Les courbettes de Kabadi

Les génuflexions et l’adulation excessive d’un chef d’Etat ont encore de beaux jours sous nos cieux. Une parfaite illustration vient de nous être administrée au fort de la cérémonie hyper médiatisée d’élévation du président Déby “à la dignité de Maréchal du Tchad”, le 11 août 2020. Elles viennent agrandir la race de tchadiens qui se donnent le malin plaisir  à vouer une adoration à leur semblable.

Ainsi, après Oumar Boukar, l’actuel maire de la ville de N’Djaména qui, en saluant le président Déby au cours d’une cérémonie au Palais rose a courbé l’échine devant lui -une scène dont l’image a été virale sur les réseaux sociaux et suscité de nombreux commentaires- c’est  le tour du président de l’Assemblée nationale, Haroun Kabadi, de s’incliner devant la même personne, à l’occasion de la cérémonie de son élévation au rang de maréchal du Tchad au Palais de la démocratie de Gassi. Une scène retransmise en direct à la télévision nationale et vue par de milliers de tchadiens. A trois reprises, Kabadi s’est incliné devant le maréchal du Tchad aux yeux du monde entier. D’abord en accueillant Déby au perron du Palais de la démocratie, ensuite après son discours et enfin pour féliciter son maréchal.

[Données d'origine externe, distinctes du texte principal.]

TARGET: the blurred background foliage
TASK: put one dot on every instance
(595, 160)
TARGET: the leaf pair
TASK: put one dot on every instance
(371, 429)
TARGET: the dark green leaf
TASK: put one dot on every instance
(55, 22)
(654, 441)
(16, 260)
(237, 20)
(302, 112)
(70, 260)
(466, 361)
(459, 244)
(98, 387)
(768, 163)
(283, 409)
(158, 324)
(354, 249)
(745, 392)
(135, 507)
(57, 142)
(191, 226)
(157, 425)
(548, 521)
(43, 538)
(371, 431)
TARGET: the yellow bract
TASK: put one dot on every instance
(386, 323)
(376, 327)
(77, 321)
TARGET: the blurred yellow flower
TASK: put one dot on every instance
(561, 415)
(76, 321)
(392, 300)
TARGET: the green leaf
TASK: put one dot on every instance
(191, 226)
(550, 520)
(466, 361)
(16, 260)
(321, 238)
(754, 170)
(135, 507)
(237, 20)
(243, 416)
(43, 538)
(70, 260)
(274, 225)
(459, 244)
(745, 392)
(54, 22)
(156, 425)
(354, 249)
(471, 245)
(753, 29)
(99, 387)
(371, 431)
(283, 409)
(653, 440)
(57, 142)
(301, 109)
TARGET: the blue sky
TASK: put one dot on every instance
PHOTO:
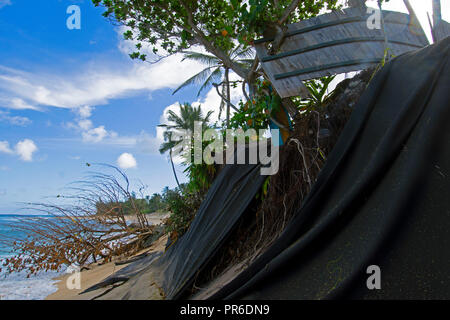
(68, 97)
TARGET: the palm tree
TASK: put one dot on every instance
(185, 121)
(216, 71)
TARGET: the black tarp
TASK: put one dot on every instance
(229, 196)
(382, 198)
(225, 202)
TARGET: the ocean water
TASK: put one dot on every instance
(16, 286)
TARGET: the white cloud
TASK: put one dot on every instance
(4, 3)
(126, 161)
(25, 149)
(4, 147)
(95, 135)
(14, 120)
(85, 111)
(93, 84)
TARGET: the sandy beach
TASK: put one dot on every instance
(98, 271)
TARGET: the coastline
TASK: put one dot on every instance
(98, 271)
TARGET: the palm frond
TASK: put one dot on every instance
(215, 75)
(202, 58)
(195, 79)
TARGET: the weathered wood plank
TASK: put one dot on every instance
(334, 43)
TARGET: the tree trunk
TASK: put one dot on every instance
(173, 169)
(227, 81)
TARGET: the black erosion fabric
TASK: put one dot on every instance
(382, 198)
(227, 199)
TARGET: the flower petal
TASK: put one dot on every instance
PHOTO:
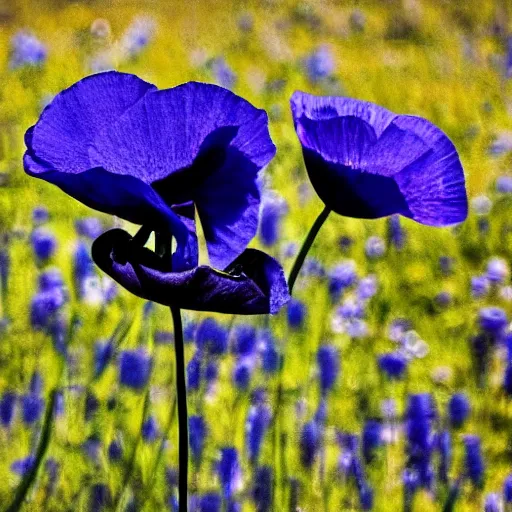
(318, 108)
(60, 139)
(196, 142)
(253, 284)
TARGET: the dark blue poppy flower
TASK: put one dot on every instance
(367, 162)
(256, 425)
(115, 451)
(474, 464)
(458, 409)
(117, 144)
(393, 365)
(197, 436)
(228, 469)
(211, 337)
(7, 405)
(309, 444)
(32, 406)
(22, 466)
(328, 360)
(262, 489)
(296, 313)
(253, 283)
(371, 439)
(134, 368)
(150, 431)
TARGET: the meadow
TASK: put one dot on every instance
(395, 352)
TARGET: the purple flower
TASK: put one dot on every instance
(229, 471)
(98, 142)
(211, 337)
(309, 444)
(328, 360)
(43, 244)
(273, 209)
(492, 320)
(367, 162)
(262, 489)
(296, 313)
(197, 436)
(27, 50)
(458, 409)
(393, 365)
(22, 466)
(474, 464)
(134, 368)
(256, 425)
(7, 405)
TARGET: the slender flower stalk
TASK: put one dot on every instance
(308, 242)
(164, 249)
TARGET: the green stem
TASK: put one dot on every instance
(308, 242)
(28, 479)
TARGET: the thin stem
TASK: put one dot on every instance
(163, 247)
(181, 388)
(308, 242)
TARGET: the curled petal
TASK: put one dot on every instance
(253, 284)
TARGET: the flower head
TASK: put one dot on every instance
(367, 162)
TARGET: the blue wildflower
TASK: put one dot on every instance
(328, 360)
(27, 50)
(134, 368)
(458, 409)
(44, 244)
(32, 406)
(7, 407)
(262, 489)
(211, 337)
(273, 209)
(22, 466)
(371, 439)
(309, 444)
(296, 313)
(150, 430)
(229, 471)
(393, 365)
(256, 425)
(474, 464)
(197, 437)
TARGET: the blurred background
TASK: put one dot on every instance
(385, 384)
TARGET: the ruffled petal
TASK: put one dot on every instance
(60, 139)
(253, 284)
(319, 108)
(334, 151)
(131, 199)
(367, 162)
(196, 142)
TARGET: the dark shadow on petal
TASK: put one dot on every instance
(354, 193)
(254, 284)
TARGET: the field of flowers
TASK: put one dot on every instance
(386, 381)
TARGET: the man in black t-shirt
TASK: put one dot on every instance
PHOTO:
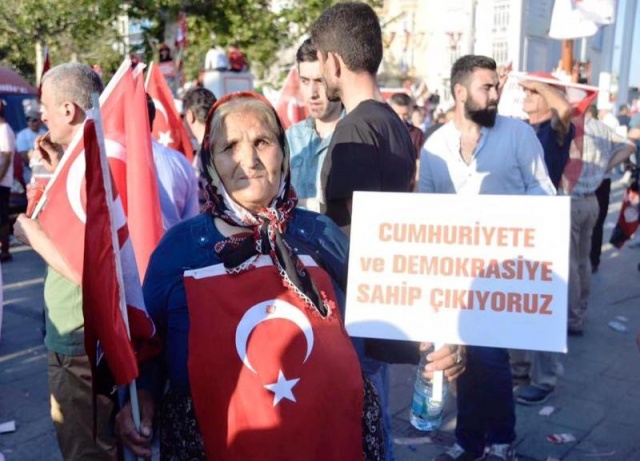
(371, 149)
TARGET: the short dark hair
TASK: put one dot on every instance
(351, 30)
(307, 52)
(198, 101)
(401, 99)
(465, 66)
(73, 82)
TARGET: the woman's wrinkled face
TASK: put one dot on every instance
(248, 159)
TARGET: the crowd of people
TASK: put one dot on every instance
(257, 231)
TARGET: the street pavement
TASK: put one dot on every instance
(597, 400)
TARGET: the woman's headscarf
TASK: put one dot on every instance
(266, 228)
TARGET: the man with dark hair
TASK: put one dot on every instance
(370, 150)
(66, 96)
(309, 139)
(7, 150)
(195, 105)
(481, 152)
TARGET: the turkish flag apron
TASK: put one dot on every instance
(270, 378)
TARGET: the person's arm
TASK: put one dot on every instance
(530, 157)
(30, 232)
(354, 165)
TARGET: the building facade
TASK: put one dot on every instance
(424, 37)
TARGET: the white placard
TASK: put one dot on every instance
(482, 270)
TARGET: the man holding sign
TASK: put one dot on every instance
(370, 150)
(480, 152)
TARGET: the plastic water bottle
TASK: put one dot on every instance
(426, 414)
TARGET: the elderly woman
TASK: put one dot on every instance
(247, 299)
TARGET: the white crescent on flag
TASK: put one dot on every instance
(269, 310)
(160, 108)
(76, 177)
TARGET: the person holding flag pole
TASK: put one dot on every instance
(71, 230)
(66, 98)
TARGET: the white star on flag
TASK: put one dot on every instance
(282, 389)
(164, 138)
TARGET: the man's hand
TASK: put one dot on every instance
(47, 152)
(26, 229)
(450, 358)
(139, 442)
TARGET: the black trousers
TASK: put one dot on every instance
(602, 194)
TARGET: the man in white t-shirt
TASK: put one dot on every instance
(7, 148)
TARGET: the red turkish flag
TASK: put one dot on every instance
(290, 105)
(167, 127)
(111, 290)
(283, 383)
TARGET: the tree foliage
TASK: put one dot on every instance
(85, 29)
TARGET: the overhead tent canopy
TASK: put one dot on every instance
(18, 96)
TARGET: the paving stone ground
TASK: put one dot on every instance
(597, 399)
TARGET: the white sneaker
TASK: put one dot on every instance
(500, 452)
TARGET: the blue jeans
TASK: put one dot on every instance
(486, 413)
(378, 373)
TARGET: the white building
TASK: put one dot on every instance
(424, 38)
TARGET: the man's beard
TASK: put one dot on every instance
(333, 92)
(483, 117)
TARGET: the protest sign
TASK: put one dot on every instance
(481, 270)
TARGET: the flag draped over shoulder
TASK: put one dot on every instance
(167, 127)
(290, 106)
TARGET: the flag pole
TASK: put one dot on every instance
(106, 176)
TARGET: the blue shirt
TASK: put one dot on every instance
(190, 245)
(177, 185)
(507, 161)
(308, 151)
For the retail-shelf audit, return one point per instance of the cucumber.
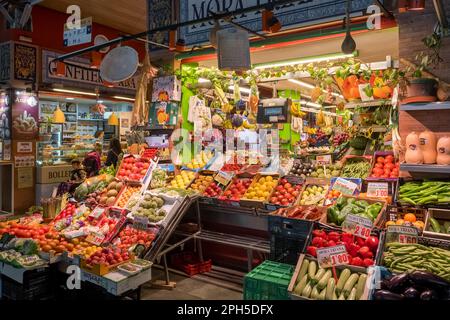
(324, 280)
(301, 285)
(352, 295)
(435, 226)
(360, 286)
(303, 270)
(315, 293)
(312, 267)
(330, 289)
(350, 284)
(345, 274)
(322, 294)
(318, 276)
(307, 290)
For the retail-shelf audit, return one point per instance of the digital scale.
(274, 110)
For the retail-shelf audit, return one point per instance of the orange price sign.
(332, 256)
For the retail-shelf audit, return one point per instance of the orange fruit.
(410, 217)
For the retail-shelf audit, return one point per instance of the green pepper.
(362, 203)
(332, 213)
(341, 202)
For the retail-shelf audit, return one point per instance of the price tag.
(332, 256)
(140, 223)
(358, 226)
(324, 159)
(223, 177)
(402, 234)
(344, 186)
(95, 238)
(377, 189)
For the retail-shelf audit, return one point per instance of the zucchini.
(312, 267)
(318, 276)
(345, 274)
(322, 294)
(303, 270)
(360, 286)
(350, 284)
(324, 280)
(301, 285)
(352, 295)
(307, 290)
(330, 289)
(315, 293)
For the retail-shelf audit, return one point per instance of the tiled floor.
(188, 289)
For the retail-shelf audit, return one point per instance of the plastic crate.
(288, 238)
(268, 281)
(190, 264)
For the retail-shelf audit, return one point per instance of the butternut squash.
(443, 151)
(413, 153)
(428, 146)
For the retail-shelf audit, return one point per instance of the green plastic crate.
(268, 281)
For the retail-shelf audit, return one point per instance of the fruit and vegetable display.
(133, 169)
(236, 189)
(200, 160)
(261, 188)
(151, 208)
(316, 283)
(327, 171)
(401, 257)
(362, 252)
(302, 169)
(385, 167)
(300, 212)
(129, 236)
(183, 179)
(438, 226)
(424, 193)
(415, 285)
(126, 195)
(201, 183)
(356, 168)
(313, 195)
(159, 177)
(409, 220)
(337, 213)
(285, 193)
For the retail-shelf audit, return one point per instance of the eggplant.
(398, 283)
(429, 295)
(429, 280)
(387, 295)
(411, 293)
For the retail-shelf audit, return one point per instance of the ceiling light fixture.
(75, 92)
(327, 57)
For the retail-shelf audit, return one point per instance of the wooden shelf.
(426, 106)
(425, 168)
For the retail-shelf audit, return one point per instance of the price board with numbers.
(332, 256)
(378, 189)
(358, 226)
(402, 234)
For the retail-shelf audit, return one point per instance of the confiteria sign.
(78, 73)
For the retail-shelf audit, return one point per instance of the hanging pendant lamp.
(58, 116)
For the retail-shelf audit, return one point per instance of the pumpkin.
(413, 153)
(443, 151)
(428, 146)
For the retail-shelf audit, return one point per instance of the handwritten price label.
(358, 226)
(402, 234)
(377, 189)
(332, 256)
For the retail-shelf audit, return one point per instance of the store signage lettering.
(296, 14)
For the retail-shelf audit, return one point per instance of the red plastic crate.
(189, 263)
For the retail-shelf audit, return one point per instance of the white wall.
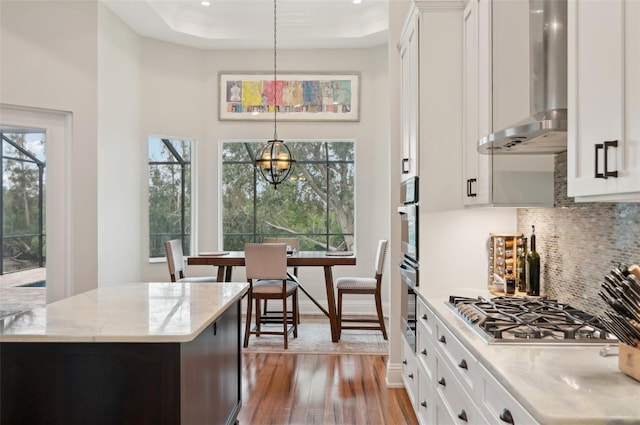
(48, 60)
(179, 98)
(121, 152)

Mais le comble a été atteint lorsque le président de l’Assemblée nationale, deuxième personnalité de la République s’est permis de s’incliner devant la première dame comme s’il l’adorait. Des gestes aux antipodes des valeurs de liberté et de respect promues par la démocratie, dignes de ceux pratiqués au Moyen-âge et plus proche de nous dans les empires du nord où les rois étaient vénérés par leurs sujets.

Même dans son discours de circonstance, Kabadi n’a pas fait dans la dentelle, les mots et les phrases sont choisis et tous conduits dans le sens d’une forte adulation du maréchal.

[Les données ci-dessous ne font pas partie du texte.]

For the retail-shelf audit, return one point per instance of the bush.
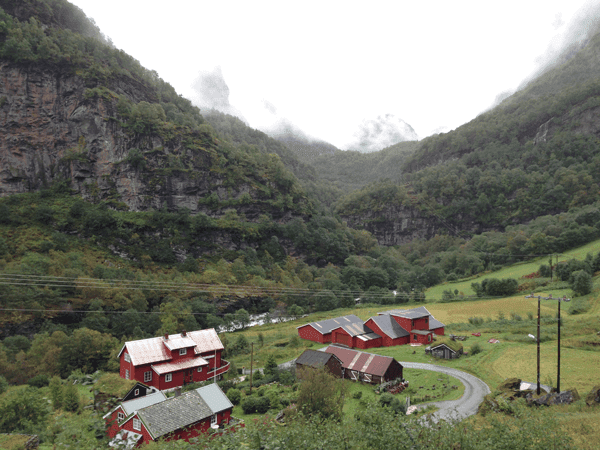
(475, 348)
(38, 381)
(234, 395)
(263, 404)
(3, 385)
(581, 282)
(249, 405)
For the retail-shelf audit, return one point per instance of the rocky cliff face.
(52, 125)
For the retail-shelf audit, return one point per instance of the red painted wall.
(111, 422)
(420, 339)
(386, 341)
(308, 332)
(129, 427)
(340, 336)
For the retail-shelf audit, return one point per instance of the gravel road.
(467, 405)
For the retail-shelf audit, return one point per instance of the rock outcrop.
(54, 123)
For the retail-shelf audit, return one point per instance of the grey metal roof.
(421, 332)
(314, 358)
(174, 413)
(433, 323)
(362, 361)
(414, 313)
(131, 406)
(215, 398)
(327, 325)
(153, 350)
(389, 326)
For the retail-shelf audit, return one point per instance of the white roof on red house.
(179, 365)
(154, 350)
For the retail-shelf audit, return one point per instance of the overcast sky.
(327, 65)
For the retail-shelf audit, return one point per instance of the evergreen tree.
(70, 398)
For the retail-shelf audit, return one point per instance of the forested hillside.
(123, 208)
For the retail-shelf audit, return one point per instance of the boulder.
(563, 398)
(510, 384)
(593, 398)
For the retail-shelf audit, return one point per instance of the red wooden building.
(321, 331)
(171, 361)
(182, 417)
(367, 367)
(395, 327)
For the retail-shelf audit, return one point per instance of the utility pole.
(251, 360)
(538, 341)
(564, 299)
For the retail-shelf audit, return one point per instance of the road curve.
(467, 405)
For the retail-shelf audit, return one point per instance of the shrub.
(3, 385)
(263, 404)
(38, 381)
(234, 395)
(475, 348)
(249, 405)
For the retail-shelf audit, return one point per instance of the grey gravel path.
(467, 405)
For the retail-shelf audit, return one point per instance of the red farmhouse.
(367, 367)
(171, 361)
(154, 416)
(395, 327)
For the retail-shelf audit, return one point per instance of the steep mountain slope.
(72, 107)
(536, 153)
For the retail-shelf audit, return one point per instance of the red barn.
(391, 333)
(416, 319)
(171, 361)
(368, 367)
(321, 331)
(395, 327)
(355, 335)
(181, 417)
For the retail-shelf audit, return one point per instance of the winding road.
(467, 405)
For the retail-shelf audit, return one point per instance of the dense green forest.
(532, 198)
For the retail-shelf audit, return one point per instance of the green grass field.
(515, 271)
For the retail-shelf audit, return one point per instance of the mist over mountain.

Au 6ème siècle avant Jésus-Christ, les empereurs romains étaient divinisés par leurs vassaux lors d’une apothéose, le roi était souvent considéré comme le père de la nation. Ainsi, ceux qui rendaient au roi des respects extraordinaires en se prosternant ou s’inclinant devant lui obtenaient de grandes faveurs et la protection de celui-ci. Un tel acte, posé le jour où le président Déby Itno a été porté au firmament de sa gloire militaire et, surtout par une si grande personnalité, vient sceller l’idylle entre le maréchal et Kabadi.

Le respect est dû, dans un monde libre, à tout être humain quel que soit son rang social, son âge ou son niveau d’instruction. Cependant, lorsque cela va au-delà de la limite humaine, il ne peut que conduire au ridicule.